My late husband told me the story multiple times. He knew it was that day, the day part of his heart and courage were crushed. Sometimes we don’t realize the impact of the littlest moments. 
He was assigned a project for school where he had to mimic the sound of rain. He grabbed rice from his pantry, put it in a napkin, and ran out the door. He was so excited to present that day, having found the perfect sound. As he pulled the napkin out of his pocket, the teacher laughed and said he must not have understood the project. And he sat down. He wanted to explain but he was embarrassed. The rain sound would have came from him dropping the rice against those hideous laminate wood desks. He explained from an early age he learned to keep his ideas to himself. Always having the voice in the back of his head saying- this isn’t good enough.

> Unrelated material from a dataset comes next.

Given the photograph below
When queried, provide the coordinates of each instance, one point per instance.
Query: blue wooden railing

Why does that story stick out to me so much? Maybe because he told me with such heart so many times. He wanted to tell that story, he needed to tell that story. He wanted someone to understand how the rain sounds, how it did work. He told the story to heal, but with it brought a lesson to me. 

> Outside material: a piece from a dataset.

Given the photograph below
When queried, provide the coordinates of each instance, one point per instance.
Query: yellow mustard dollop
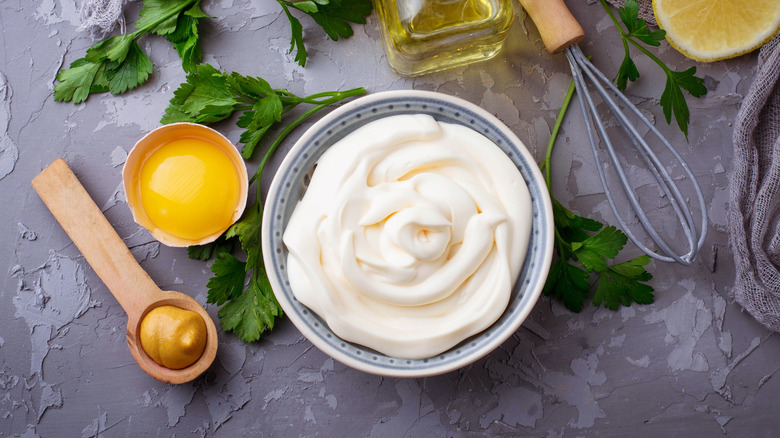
(173, 337)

When the boys come to me with their childhood excitement, with radiating joy- do I laugh at the napkin, or do I see the potential of the desk? Children are learning. They have imaginations. They see things that as adults we have rationalized out of existence. That story reminds me to see life through their eyes. To play. To sing. And to praise. Praise children so they grow to be individuals who don’t fear watching their ideas come to life. 

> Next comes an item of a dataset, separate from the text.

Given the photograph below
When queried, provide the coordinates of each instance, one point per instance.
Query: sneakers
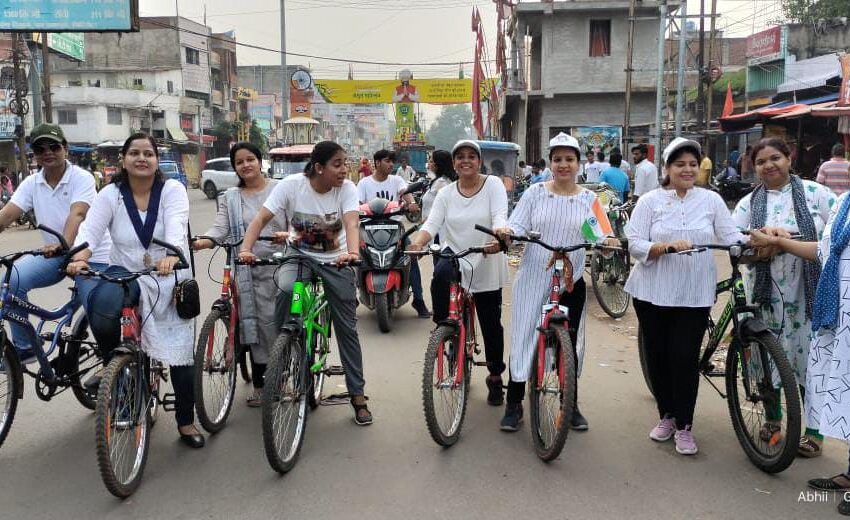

I often wonder how many moments someone didn’t let me explain my rain? How many moments I wanted so desperately to be known and the world said- not now. Had I squelched others creativity by my own pre decided idea?  
My late husband had a longing to be known. I have faith that he is now with the all knowing. Part of him remains here though. In his stories. In his legacy. In his reminder to see past the napkin
In his reminder to stop and listen. 
To not just see what we think, but to see what they mean.
To be people who see beauty even where we may not understand it. 
To listen for the rain. 
To see the pretend bug. 
To believe in ones ideas and imagination. 
To be a child again. 
To know and be known. 

For you Fareed <3


  1. Michelle says:

    I absolutely love this, Shelly! I love being able to imagine and play with my kids, and to “see” what they “see” and “hear” what they “hear.” I think imagination is so important, and if they are being mocked or laughed at for their ideas and perceptions, I can understand the fear they have of speaking up again. I’m sorry that Fareed’s teacher laughed at him. It’s a great reminder to just play along with our kids. In fact, I get more joy out of my son’s imaginary world than I do things that are real. Lukas has two imaginary friends, and when someone recently told him they weren’t real, he admitted to me that they are indeed fake. I encouraged him to keep pretending and to keep inviting his “friends” over to play. I don’t want him to lose his imagination; that’s the problem with kids- they are so engrossed in video games instead of books that they lose their sense of imagination and wonder. I’m the parent who encourages silly and pretend- I love every moment of it.